NVMe over Fabrics (NVMe-oF) Definition
NVMe over Fabrics (NVMe-oF) is a technology specification designed to enable nonvolatile memory express message-based commands to transfer data between a host computer and a target solid-state storage device or system over a network, such as Ethernet, Fibre Channel (FC) or InfiniBand.
NVM Express Inc., a nonprofit organization comprising more than 100 member technology companies, published version 1.0 of the NVMe-oF specification on June 5, 2016. A workgroup within the same organization released version 1.0 of the NVMe specification on March 1, 2011. NVMe version 1.3, released in May 2017, added features to enhance security, resource sharing and solid-state drive (SSD) endurance.
Vendors are working to develop a mature enterprise ecosystem to support end-to-end NVMe-over Fabrics, including the server operating system (OS), server hypervisor, network adapter cards, storage OS and storage drives.
The NVM Express organization estimates that 90% of the NVMe-oF protocol is the same as the NVMe protocol, which is designed for local use over a computer’s Peripheral Component Interconnect Express (PCIe) bus.

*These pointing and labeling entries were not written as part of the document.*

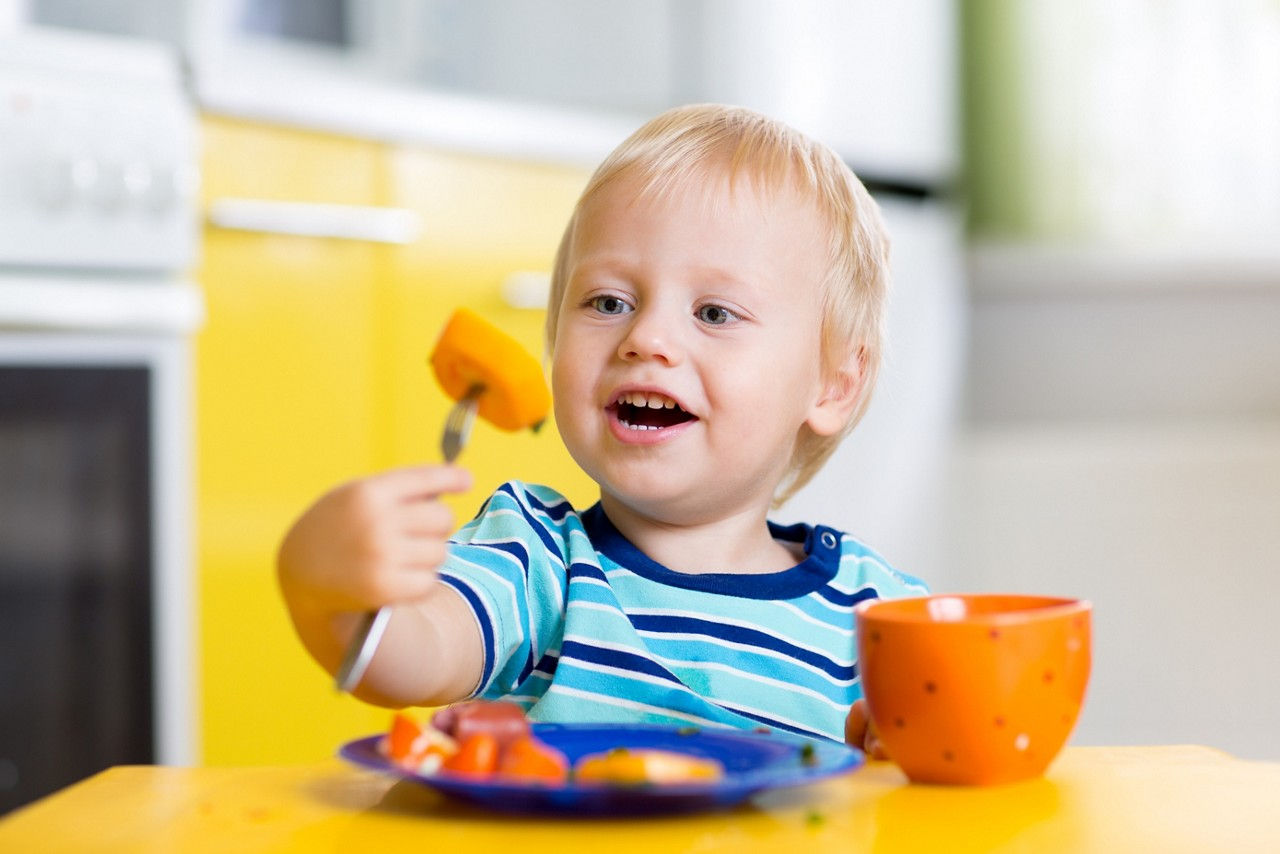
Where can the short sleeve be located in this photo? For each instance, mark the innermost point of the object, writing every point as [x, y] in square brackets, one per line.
[508, 565]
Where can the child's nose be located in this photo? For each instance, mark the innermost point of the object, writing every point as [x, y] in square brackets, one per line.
[650, 337]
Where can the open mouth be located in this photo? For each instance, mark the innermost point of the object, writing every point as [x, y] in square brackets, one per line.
[648, 411]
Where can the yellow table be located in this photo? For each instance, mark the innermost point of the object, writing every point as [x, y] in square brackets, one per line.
[1093, 799]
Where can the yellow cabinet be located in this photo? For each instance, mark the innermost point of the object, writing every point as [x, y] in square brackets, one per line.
[311, 370]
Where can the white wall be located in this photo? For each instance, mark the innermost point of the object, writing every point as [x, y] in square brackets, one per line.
[1123, 443]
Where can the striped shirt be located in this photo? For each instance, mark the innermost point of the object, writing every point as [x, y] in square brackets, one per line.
[579, 625]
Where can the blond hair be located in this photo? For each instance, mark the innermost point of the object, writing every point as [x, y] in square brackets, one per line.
[689, 142]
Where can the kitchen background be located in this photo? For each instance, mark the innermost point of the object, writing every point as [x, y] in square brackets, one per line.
[1082, 394]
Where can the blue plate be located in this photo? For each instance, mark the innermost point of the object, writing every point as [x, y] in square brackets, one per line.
[753, 763]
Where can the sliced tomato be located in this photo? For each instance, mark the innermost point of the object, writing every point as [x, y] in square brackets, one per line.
[476, 756]
[529, 759]
[401, 740]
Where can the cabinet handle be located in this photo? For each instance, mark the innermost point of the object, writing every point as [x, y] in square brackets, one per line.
[314, 219]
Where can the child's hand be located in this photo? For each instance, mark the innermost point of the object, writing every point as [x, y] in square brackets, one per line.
[371, 542]
[860, 733]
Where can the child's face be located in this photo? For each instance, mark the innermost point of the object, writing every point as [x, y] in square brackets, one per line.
[688, 346]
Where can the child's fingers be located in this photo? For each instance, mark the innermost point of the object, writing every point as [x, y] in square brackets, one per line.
[428, 519]
[855, 724]
[417, 483]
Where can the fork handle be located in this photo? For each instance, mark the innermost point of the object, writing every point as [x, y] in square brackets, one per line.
[361, 648]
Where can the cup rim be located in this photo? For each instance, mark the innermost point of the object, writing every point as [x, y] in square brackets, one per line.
[1037, 604]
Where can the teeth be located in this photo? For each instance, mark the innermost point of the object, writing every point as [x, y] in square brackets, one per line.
[650, 400]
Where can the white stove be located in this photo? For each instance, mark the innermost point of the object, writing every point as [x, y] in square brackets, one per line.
[97, 182]
[97, 232]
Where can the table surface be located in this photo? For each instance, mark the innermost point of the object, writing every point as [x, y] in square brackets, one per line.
[1104, 799]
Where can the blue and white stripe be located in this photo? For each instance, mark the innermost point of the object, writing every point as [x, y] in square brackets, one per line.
[577, 625]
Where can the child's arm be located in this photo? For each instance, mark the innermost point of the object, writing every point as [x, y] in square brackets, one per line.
[860, 733]
[373, 542]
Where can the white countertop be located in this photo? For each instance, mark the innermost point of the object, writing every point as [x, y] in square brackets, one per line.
[325, 97]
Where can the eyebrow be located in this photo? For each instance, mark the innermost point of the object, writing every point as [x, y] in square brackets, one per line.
[618, 265]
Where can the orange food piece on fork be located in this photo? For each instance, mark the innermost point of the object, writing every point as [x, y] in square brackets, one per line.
[471, 351]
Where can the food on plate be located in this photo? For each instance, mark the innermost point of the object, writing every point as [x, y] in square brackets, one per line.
[493, 740]
[501, 718]
[533, 761]
[472, 354]
[639, 767]
[416, 748]
[476, 756]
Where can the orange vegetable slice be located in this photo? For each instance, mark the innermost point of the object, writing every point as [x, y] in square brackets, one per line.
[471, 351]
[636, 767]
[476, 756]
[402, 736]
[529, 759]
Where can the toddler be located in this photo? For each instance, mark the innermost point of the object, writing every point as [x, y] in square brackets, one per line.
[714, 329]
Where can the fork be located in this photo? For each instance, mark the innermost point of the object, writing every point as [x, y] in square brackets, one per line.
[369, 633]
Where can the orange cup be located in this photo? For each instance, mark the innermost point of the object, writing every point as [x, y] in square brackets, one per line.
[974, 689]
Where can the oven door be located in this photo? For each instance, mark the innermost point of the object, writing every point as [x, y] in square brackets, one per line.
[95, 607]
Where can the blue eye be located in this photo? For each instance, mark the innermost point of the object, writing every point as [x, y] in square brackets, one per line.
[716, 315]
[609, 305]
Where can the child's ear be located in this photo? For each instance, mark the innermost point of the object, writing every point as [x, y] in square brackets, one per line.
[840, 396]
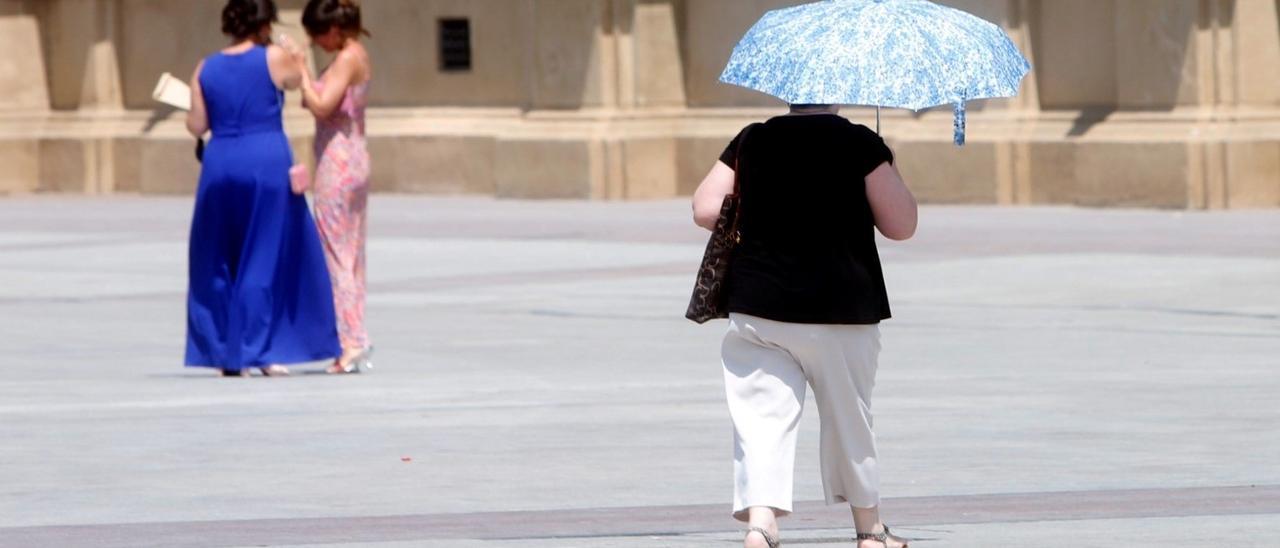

Storage area network (SAN) switch vendors — including Brocade Communications Systems (now part of Broadcom Ltd.), Cavium Inc. (which acquired QLogic Corp. in 2016), Cisco Systems Inc. and Mellanox Technologies — are trying to position 32 Gbps FC as the logical fabric for NVMe flash.
NVMe over Fabrics vs. NVMe
One of the main distinctions between NVMe and NVMe over Fabrics is the transport-mapping mechanism for sending and receiving commands and responses. NVMe-oF uses a message-based model for communication between a host and a target storage device. Local NVMe maps commands and responses to shared memory in the host over the PCIe interface protocol.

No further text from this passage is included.